Runtime: 1 Hour 31 Minutes
There may be spoilers in the rest of the review
Verdict: Thriller That Lacks Intensity
Story: Red Handed starts with a Pagan ritual that was once famous in the local area in the 12th century, one with real horrors. We see Lou (Michael Madsen) a car mechanic in the town now, he has three children Gus (Carnes), Pete (Burke) and Duffy (Christen Madsen) with his own relationship with his brothers Reynolds (Biehn) and Dale (Salomon) being distant.
When Lou gets murdered by his brother, the brothers return to the town for the first time in years to spread his ashes. This trip brings back the memories of the three’s childhood, where one of them once went missing, following the traditions of the area, which might have a reason for their father’s death.
Thoughts on Red Handed
Characters – Reynolds is the brother of Lou, he is older and has always remained closer to the family traditions. Duffy is the son that is closest to his father, he has his own family even if there are a few problems in his marriage, he is reluctant to sees his brothers, but must work with them over the weekend. Pete is the eldest of the brothers, he likes the quiet of the world unlike the other too, as well as having a trauma from his past which he doesn’t like to open up about. Lou is their father who has always tried to keep them close, but just like him with his brothers, has seen them becoming distant. We do have three brothers that have become distant, which sees them reuniting having issues between them.
Performances – We do have two big names in this film with Michael Biehn and Michael Madsen who are here to show the experience the film needs, while the younger cast, where Christian Madsen, Owen Burke and Ryan Carnes all work well in the dysfunctional siblings.
Story – The story here follows three brothers that come together for their father’s funeral only to find themselves in the middle of a pagan community that their father didn’t want to be part off. This is a story that can be split into two, the brothers coming together shows that life can push family’s apart and coming back together can help problems be talked through, this is all great.

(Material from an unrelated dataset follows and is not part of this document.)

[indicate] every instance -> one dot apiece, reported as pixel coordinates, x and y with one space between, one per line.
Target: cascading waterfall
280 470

When we look at the other side of the story we are dealing with pagan followers which is more about them planning in the background without getting into the true depths of the ritual.
Thriller – The film tries to keep us guessing on what will be happening next, but we never get the intensity we could get with the pagan style movie.
Settings – The film keeps us in the small backcountry homes, which are near historic important locations, which does help keep everything contained.
Scene of the Movie – Brothers together again, touching moment between the brothers.
Final Thoughts – This is a thriller that doesn’t hit the heights it could, the serious relationship between brothers is the highlight, while the pagan side almost feels tagged on.
Overall: Thriller without Intensity.